Tag Archive | For profit Prisons

Connecting Dots

Image result for connecting dots

Given all that’s going on, not much attention has been paid to Jeff Sessions resuming the “already proven irrational and financially ruinous” war on drugs. I’ve seen a couple of news programs mention it. But I haven’t heard anyone connect the dots, so, here are the dots.

There are such things as private prison companies. They are for-profit businesses that makes money by housing and caring for prisoners, adults and juveniles, rather than having the state/federal govt perform these services.

Previous administrations experimented with privatizing prisons but found that it was more expensive and prisoners got worse care than under the usual state/federal system. As a result, Obama put in motion the ending of the use of private prisons.

Then Trump got elected and put Session in charge of the DOJ.

The war on drugs is a Regan-era concept on how to address crime involving drugs. It involved mandatory sentencing that was often way over the top for the crime committed. For example, 15 yrs to life for a first time offence involving a non-violent crime such as taking an envelop with a small amount of cocaine to another person.

Over time, prisons became overcrowded and people realized this was not a good approach. It didn’t proportionally address the crime or stop drugs being sold or help people get off drugs. You can read about Portugal’s highly successful approach here as an example of really tackling the problem of drugs.

As a result of decades of experience and information in the US, Obama gave out guidance to prosecutors that they could ignore what had formerly been mandatory sentencing guidelines and many states began releasing non-violent drug offenders, reducing overcrowding in prisons by something like 14%.

Enter Donald Trump. GEO Prisons is a private company that donated a lot of money to Trump’s campaign. Trump upon entering office said private prisons were great and killed the legislation ending the use of private prisons. So, that was a reward to GEO prisons for supporting him.

But not enough, so then Trump began to fill up prisons and detention centers with undocumented immigrants, so he could funnel taxpayer dollars to these for-profit corporations — that are not financially responsible and give detainees very poor care.

That was the short game. The long game is where Jeff Sessions comes in.

The long game was finding a way to put more Americans in the prisons, so the US would need more private prisons and Trump could funnel more money to these pro-Trump donor corporations. But which Americans to lock up?

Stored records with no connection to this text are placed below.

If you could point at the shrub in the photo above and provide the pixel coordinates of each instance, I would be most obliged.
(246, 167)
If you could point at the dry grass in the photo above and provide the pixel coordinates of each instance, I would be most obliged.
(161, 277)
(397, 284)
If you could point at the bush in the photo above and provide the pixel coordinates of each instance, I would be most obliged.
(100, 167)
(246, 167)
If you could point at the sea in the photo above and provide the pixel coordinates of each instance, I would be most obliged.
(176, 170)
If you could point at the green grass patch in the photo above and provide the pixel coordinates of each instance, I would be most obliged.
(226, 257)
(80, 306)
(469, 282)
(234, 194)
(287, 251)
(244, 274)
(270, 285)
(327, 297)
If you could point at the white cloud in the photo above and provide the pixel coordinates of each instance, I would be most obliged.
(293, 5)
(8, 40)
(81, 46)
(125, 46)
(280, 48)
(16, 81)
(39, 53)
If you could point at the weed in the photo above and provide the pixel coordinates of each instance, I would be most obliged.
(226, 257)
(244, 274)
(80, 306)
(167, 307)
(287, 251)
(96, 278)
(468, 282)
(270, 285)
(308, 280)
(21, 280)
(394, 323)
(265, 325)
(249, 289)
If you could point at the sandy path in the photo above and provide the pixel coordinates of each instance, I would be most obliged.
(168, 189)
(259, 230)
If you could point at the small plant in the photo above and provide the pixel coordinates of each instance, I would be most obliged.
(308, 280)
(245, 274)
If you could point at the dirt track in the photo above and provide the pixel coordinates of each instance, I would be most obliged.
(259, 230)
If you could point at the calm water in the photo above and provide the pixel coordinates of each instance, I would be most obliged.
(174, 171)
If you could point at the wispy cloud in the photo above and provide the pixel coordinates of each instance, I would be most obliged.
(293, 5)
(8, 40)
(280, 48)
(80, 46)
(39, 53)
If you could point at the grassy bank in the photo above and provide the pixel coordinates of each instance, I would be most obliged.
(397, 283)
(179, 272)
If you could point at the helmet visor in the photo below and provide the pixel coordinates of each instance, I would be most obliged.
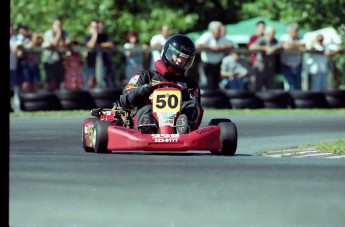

Keeping in mind that the “war on drugs” is a basically a war on people of color, it’s pretty clear that the current administration plans to incarcerate, long-term, a lot of people of color.

This is where most people stop connecting the dots. And that’s unfortunate, because even locking up people of color long-term as a pay off private prison corporations isn’t the end goal of this administration. And now you know why Jeff Sessions is head of the DOJ.

The war on drugs today is about keeping people of color from voting for decades at a time, or even permanently.

Most democracies give convicted criminals the same voting rights as other citizens. Many countries allow inmates to vote, including Canada, Croatia, Czech Republic, Denmark, Finland, France, Israel, Japan, Kenya, Netherlands, Norway, Peru, Poland, Romania, Serbia, Sweden, and Zimbabwe.

In the US, 10 states have felony voting laws that can keep a citizen from ever voting again, including Session’s home state of Alabama. In 20 states after prison, and parole, and probation, you can vote again. In 4 states, it’s after prison and parole. In 14 states + DC, it’s after prison alone. In 2 states, prisoners can vote.

Image result for number of people in prison in us

In most cases, the process of restoring voting rights is so daunting, it doesn’t happen.

Basically, by renewing the “war on drugs” Sessions is talking about a plan to keep millions of citizens of color from voting for long periods of time, decades, if not forever. It’s not really a war on drugs so much as a great method by which to get away with racism and voter suppression.